¿Cuál es el mejor aceite para freír?

Encontrar el mejor aceite para freír no va de elegir una marca, sino de acertar con el tipo de aceite según el plato y la frecuencia. En casa, una croqueta y un pescado fino no se comportan igual en la sartén. Por eso, lo que funciona “siempre” suele ser un mito.
La clave está en una idea sencilla: el aceite tiene un límite de calor. Cuando ese límite se supera, empieza a humear, huele peor y puede dejar un sabor amargo. Además, en ese punto el aceite se degrada más rápido y aparecen compuestos no deseados. En cambio, cuando se elige bien, el alimento queda más crujiente, absorbe menos grasa y el sabor se mantiene limpio. El resultado se nota desde el primer bocado.
Lo que de verdad importa al elegir un aceite para freír
El primer filtro es que el aceite soporte bien el calor. Para frituras habituales, conviene que el aceite aguante temperaturas por encima de 200 °C sin humear pronto. Ese margen da tranquilidad y ayuda a mantener un dorado uniforme, porque el aceite estable transmite el calor mejor y el rebozado se sella antes. Así, el interior se cocina sin empaparse.
También cuenta la estabilidad frente a la oxidación, ya que el calor y el oxígeno van “gastando” el aceite con cada uso. Por eso suelen rendir mejor los aceites ricos en grasas monoinsaturadas. Luego entra el sabor: hay quien busca un perfil neutro y quien prefiere carácter mediterráneo. Por último, el presupuesto pesa, porque no todos los aceites caros aportan ventajas en fritura larga.

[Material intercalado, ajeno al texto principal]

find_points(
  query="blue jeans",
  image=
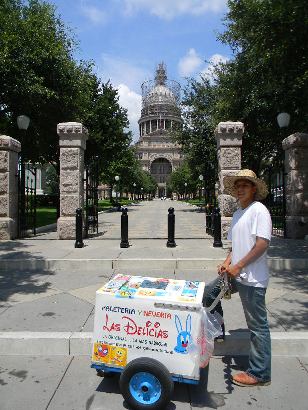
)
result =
(253, 301)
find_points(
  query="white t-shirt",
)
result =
(246, 225)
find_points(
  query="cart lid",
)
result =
(160, 289)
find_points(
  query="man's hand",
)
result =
(223, 268)
(234, 271)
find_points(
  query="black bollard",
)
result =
(217, 228)
(79, 241)
(124, 229)
(171, 223)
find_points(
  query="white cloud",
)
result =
(132, 102)
(127, 78)
(208, 71)
(121, 71)
(190, 63)
(167, 9)
(94, 14)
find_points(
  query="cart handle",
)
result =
(172, 306)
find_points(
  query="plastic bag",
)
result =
(210, 329)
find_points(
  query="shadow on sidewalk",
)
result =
(19, 281)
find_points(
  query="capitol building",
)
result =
(160, 117)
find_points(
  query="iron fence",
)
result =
(27, 203)
(275, 201)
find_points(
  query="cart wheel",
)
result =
(146, 384)
(102, 373)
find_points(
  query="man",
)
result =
(250, 233)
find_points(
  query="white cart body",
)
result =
(159, 318)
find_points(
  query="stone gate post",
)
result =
(296, 185)
(9, 148)
(72, 140)
(229, 141)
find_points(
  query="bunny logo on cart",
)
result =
(184, 336)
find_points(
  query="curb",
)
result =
(291, 344)
(141, 263)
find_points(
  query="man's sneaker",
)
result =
(245, 380)
(221, 338)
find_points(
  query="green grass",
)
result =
(48, 215)
(45, 216)
(195, 201)
(105, 204)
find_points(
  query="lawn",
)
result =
(48, 215)
(105, 204)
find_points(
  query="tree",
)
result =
(108, 140)
(267, 74)
(181, 176)
(39, 77)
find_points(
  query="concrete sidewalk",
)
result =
(47, 287)
(68, 383)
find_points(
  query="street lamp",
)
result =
(117, 178)
(200, 179)
(283, 119)
(216, 194)
(134, 185)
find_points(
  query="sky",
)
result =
(127, 39)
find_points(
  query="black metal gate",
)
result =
(211, 203)
(26, 198)
(275, 201)
(91, 197)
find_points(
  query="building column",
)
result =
(229, 142)
(296, 185)
(72, 140)
(9, 148)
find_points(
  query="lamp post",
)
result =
(23, 122)
(134, 185)
(216, 194)
(117, 178)
(200, 179)
(283, 119)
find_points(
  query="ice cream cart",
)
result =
(152, 331)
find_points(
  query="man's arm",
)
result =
(258, 249)
(225, 265)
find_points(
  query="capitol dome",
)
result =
(160, 94)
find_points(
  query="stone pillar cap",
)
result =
(230, 127)
(9, 144)
(298, 139)
(64, 128)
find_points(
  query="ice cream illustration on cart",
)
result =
(184, 336)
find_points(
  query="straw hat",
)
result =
(229, 182)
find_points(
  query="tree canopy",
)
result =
(268, 74)
(40, 78)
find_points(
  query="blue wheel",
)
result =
(146, 384)
(145, 388)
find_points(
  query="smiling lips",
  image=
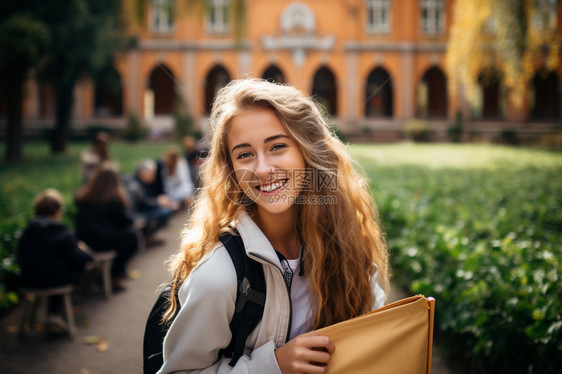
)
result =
(270, 187)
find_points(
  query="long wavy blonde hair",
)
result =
(344, 244)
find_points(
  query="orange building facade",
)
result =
(374, 64)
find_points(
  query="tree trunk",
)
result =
(62, 125)
(14, 129)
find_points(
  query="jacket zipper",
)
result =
(288, 294)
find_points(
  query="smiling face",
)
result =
(265, 159)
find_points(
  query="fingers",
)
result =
(307, 353)
(317, 341)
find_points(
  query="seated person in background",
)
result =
(49, 254)
(92, 157)
(176, 177)
(195, 153)
(146, 203)
(103, 220)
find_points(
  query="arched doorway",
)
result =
(324, 89)
(491, 92)
(378, 94)
(274, 74)
(161, 83)
(217, 78)
(546, 98)
(432, 94)
(108, 95)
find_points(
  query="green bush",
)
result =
(454, 132)
(134, 130)
(480, 229)
(509, 136)
(417, 130)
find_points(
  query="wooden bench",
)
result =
(33, 295)
(101, 264)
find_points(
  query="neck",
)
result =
(281, 231)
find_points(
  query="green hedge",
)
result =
(19, 183)
(480, 229)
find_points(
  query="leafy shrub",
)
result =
(134, 130)
(509, 136)
(454, 132)
(417, 130)
(483, 235)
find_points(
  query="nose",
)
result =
(264, 169)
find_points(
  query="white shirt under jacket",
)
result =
(207, 298)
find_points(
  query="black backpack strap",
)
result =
(155, 332)
(250, 296)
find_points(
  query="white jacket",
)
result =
(207, 298)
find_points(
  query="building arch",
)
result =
(108, 93)
(217, 78)
(545, 96)
(163, 91)
(274, 74)
(324, 89)
(432, 94)
(379, 94)
(490, 103)
(298, 18)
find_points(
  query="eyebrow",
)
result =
(266, 140)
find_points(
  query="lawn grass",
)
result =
(478, 227)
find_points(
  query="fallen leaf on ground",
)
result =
(134, 274)
(102, 346)
(38, 327)
(92, 339)
(11, 329)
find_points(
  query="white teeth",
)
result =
(271, 187)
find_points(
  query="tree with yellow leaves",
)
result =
(506, 36)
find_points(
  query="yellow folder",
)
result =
(395, 339)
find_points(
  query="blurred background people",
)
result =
(147, 202)
(49, 254)
(176, 177)
(93, 156)
(103, 220)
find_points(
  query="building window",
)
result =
(162, 16)
(378, 16)
(544, 16)
(433, 16)
(218, 17)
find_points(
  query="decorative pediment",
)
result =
(298, 34)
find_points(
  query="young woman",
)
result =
(277, 175)
(103, 221)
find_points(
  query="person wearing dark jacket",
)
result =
(147, 203)
(49, 254)
(103, 221)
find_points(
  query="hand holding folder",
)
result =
(395, 339)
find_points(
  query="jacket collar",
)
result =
(255, 241)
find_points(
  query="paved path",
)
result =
(119, 321)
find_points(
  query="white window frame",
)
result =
(545, 19)
(220, 9)
(161, 17)
(432, 16)
(377, 12)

Comparativa rápida: ¿Qué aceites suelen funcionar mejor en casa?
En fritura cotidiana, el aceite de girasol alto oleico refinado suele encajar muy bien. Tiene un perfil neutro y, en valores orientativos, su punto de humo ronda los 230 °C. Esa combinación lo hace práctico para patatas, empanados y frituras en tandas, con buen equilibrio entre precio y resistencia.
Cuando se busca un aceite muy resistente para usos repetidos, el aceite de oliva de orujo (refinado) suele destacar. Su punto de humo se sitúa, según referencias habituales, sobre 238 a 240 °C. Además, su sabor es más discreto que otros aceites de oliva, lo que ayuda si no se quiere “teñir” el plato.

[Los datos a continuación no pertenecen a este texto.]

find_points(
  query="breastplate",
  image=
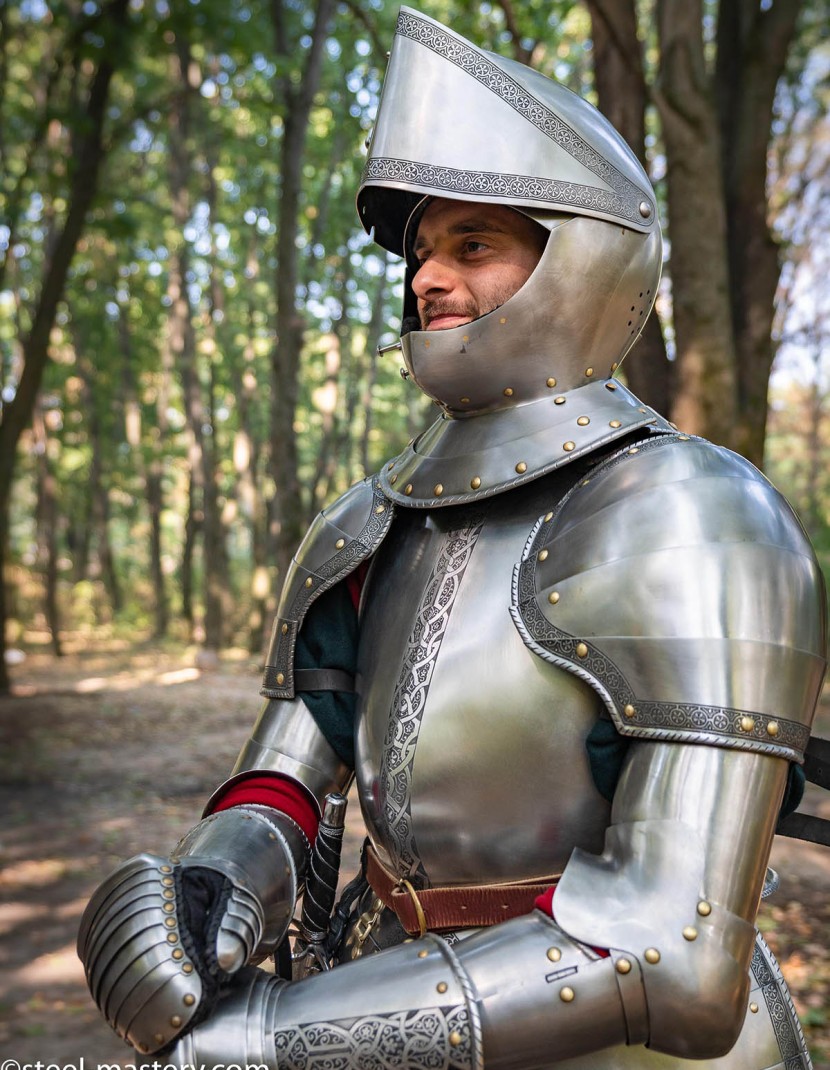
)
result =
(471, 751)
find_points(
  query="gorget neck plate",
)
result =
(465, 459)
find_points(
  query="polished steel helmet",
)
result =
(461, 123)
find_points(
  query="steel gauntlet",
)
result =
(159, 936)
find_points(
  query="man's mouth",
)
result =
(437, 317)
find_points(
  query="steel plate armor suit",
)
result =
(585, 657)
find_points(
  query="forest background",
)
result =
(189, 309)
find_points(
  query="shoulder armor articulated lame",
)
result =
(678, 583)
(342, 536)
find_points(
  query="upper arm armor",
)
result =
(679, 584)
(343, 535)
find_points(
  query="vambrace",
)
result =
(503, 997)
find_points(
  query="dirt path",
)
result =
(106, 754)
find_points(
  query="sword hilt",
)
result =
(324, 870)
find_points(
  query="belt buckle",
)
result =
(404, 886)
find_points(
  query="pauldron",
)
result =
(644, 581)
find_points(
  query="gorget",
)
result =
(462, 459)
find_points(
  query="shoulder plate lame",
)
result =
(340, 537)
(678, 583)
(469, 458)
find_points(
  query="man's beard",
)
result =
(471, 309)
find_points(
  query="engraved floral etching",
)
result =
(624, 199)
(437, 1038)
(410, 697)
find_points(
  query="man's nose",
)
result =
(434, 276)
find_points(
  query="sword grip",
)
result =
(324, 869)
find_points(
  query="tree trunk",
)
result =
(47, 529)
(623, 95)
(288, 511)
(87, 159)
(752, 51)
(706, 398)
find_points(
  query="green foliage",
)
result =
(113, 396)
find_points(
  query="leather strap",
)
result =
(323, 679)
(457, 907)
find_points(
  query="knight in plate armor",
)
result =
(569, 654)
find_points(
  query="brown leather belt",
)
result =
(458, 907)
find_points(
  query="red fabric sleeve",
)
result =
(544, 903)
(355, 581)
(278, 792)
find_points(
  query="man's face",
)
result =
(473, 258)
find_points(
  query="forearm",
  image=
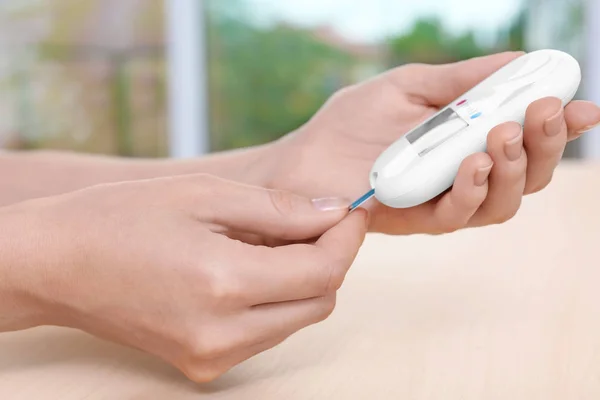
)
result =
(27, 175)
(19, 245)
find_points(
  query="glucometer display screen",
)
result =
(435, 131)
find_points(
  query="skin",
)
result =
(161, 265)
(335, 151)
(206, 272)
(332, 154)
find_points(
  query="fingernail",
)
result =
(587, 128)
(514, 147)
(331, 203)
(554, 124)
(482, 175)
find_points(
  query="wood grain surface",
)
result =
(508, 312)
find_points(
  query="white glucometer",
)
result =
(425, 161)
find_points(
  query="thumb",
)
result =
(438, 85)
(274, 213)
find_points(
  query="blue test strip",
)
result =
(362, 200)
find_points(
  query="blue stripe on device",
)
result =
(363, 199)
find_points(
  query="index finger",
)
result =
(303, 271)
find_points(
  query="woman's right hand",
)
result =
(202, 272)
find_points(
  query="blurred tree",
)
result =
(265, 81)
(428, 42)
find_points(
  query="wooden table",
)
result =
(507, 312)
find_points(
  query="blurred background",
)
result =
(178, 78)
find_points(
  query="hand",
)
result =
(335, 151)
(161, 265)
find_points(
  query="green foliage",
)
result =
(266, 82)
(428, 42)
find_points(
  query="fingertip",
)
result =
(501, 134)
(581, 116)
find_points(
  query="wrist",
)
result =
(20, 249)
(251, 166)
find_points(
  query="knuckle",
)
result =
(203, 372)
(223, 289)
(207, 344)
(283, 202)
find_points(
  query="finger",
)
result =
(454, 210)
(581, 117)
(262, 323)
(507, 179)
(274, 213)
(253, 332)
(302, 271)
(438, 85)
(545, 139)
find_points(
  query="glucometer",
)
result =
(425, 161)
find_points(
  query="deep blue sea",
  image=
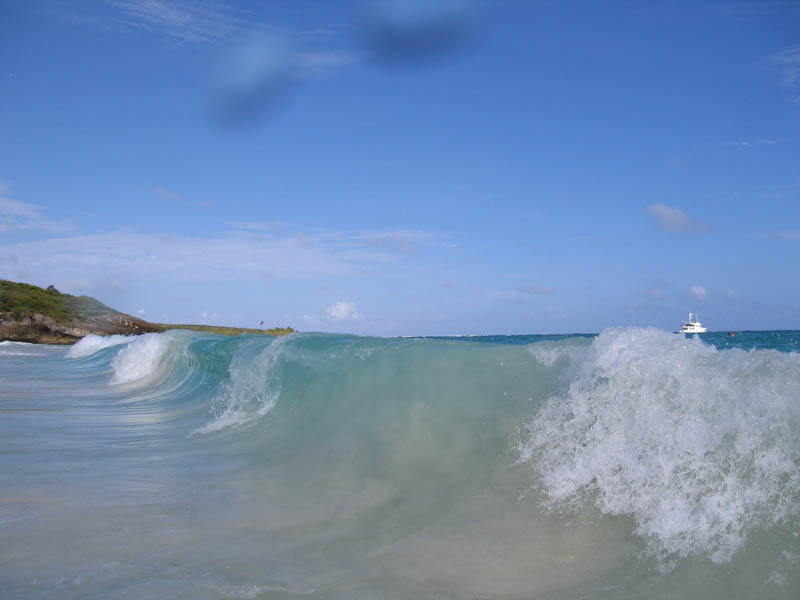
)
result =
(637, 463)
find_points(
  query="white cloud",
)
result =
(789, 60)
(401, 240)
(343, 311)
(539, 289)
(698, 292)
(160, 190)
(673, 220)
(14, 208)
(192, 22)
(321, 62)
(258, 225)
(120, 255)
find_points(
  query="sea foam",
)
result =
(92, 343)
(141, 359)
(699, 446)
(252, 391)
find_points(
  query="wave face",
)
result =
(636, 463)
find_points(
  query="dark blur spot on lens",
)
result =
(410, 33)
(254, 82)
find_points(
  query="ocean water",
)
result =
(633, 464)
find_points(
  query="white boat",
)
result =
(693, 325)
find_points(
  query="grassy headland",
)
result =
(33, 314)
(229, 330)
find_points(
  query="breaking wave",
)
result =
(701, 447)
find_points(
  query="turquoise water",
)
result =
(633, 464)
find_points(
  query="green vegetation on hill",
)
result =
(229, 330)
(18, 300)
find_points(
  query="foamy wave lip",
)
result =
(699, 446)
(140, 359)
(253, 390)
(92, 343)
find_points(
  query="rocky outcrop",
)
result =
(38, 328)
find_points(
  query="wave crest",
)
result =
(699, 446)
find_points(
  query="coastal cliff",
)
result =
(46, 316)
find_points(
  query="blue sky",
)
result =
(404, 168)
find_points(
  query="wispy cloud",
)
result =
(673, 220)
(698, 292)
(259, 225)
(283, 254)
(191, 22)
(538, 289)
(400, 240)
(160, 190)
(789, 62)
(343, 311)
(751, 143)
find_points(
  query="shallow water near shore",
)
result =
(636, 463)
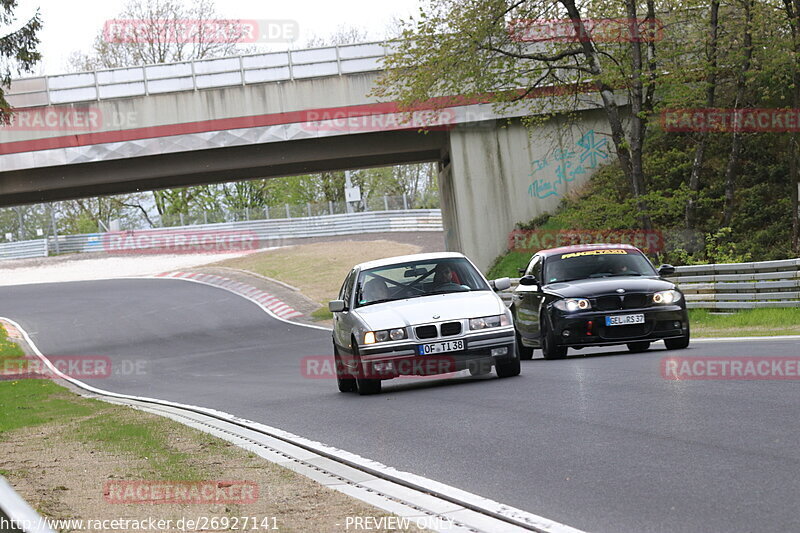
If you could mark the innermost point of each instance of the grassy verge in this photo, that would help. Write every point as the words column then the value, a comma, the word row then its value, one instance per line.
column 745, row 323
column 317, row 269
column 60, row 450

El aceite de oliva virgen extra de baja acidez aporta antioxidantes naturales y un sabor más marcado. Por eso encaja en frituras cortas o moderadas, donde su perfil se aprecia sin forzarlo. Su punto de humo varía según el producto, a menudo en torno a 190 a 210 °C, así que conviene evitar que llegue a humear.
Para quien prioriza máxima tolerancia al calor, el aceite de aguacate destaca con puntos de humo muy altos (a menudo por encima de 270 °C), aunque suele ser más caro. En general, los aceites no refinados tienden a humear antes y a degradarse más rápido.
¿Cómo freír mejor y reutilizar el aceite sin riesgos?
La técnica influye tanto como el aceite. Mantener una temperatura estable evita que el alimento chupe grasa, porque el exterior se sella y queda más seco. Si el aceite humea, ya se ha pasado de vuelta, conviene bajar el fuego y ventilar. Además, no ayuda mezclar aceites con comportamientos distintos, porque el conjunto puede perder estabilidad.
Tras cocinar, es mejor dejar templar y filtrar el aceite para retirar migas. Esos restos se queman en el siguiente uso y aceleran el mal sabor. Luego se guarda en un recipiente hermético, en un lugar fresco y oscuro, para frenar la oxidación. Si aparece olor rancio, el color se oscurece mucho, la textura se vuelve espesa o el aceite humea demasiado pronto, toca desecharlo. Como regla práctica, muchos hogares lo retiran tras 3 a 5 usos si ya muestra cambios. Para eliminarlo, se deja enfriar y se guarda en un envase para tirarlo de forma responsable, nunca por el desagüe.
Para frituras frecuentes, suelen funcionar mejor los aceites refinados y estables, como el girasol alto oleico o el oliva de orujo. Si se busca más aroma y un perfil más “de mesa”, el virgen extra de baja acidez encaja en frituras cortas y cuidadas. Al final, el plato gana cuando se cuida el aceite y también el proceso, con calor controlado y reutilización sensata. Elegir según receta y costumbre acerca ese crujiente que se busca, sin renunciar a estabilidad ni a sabor.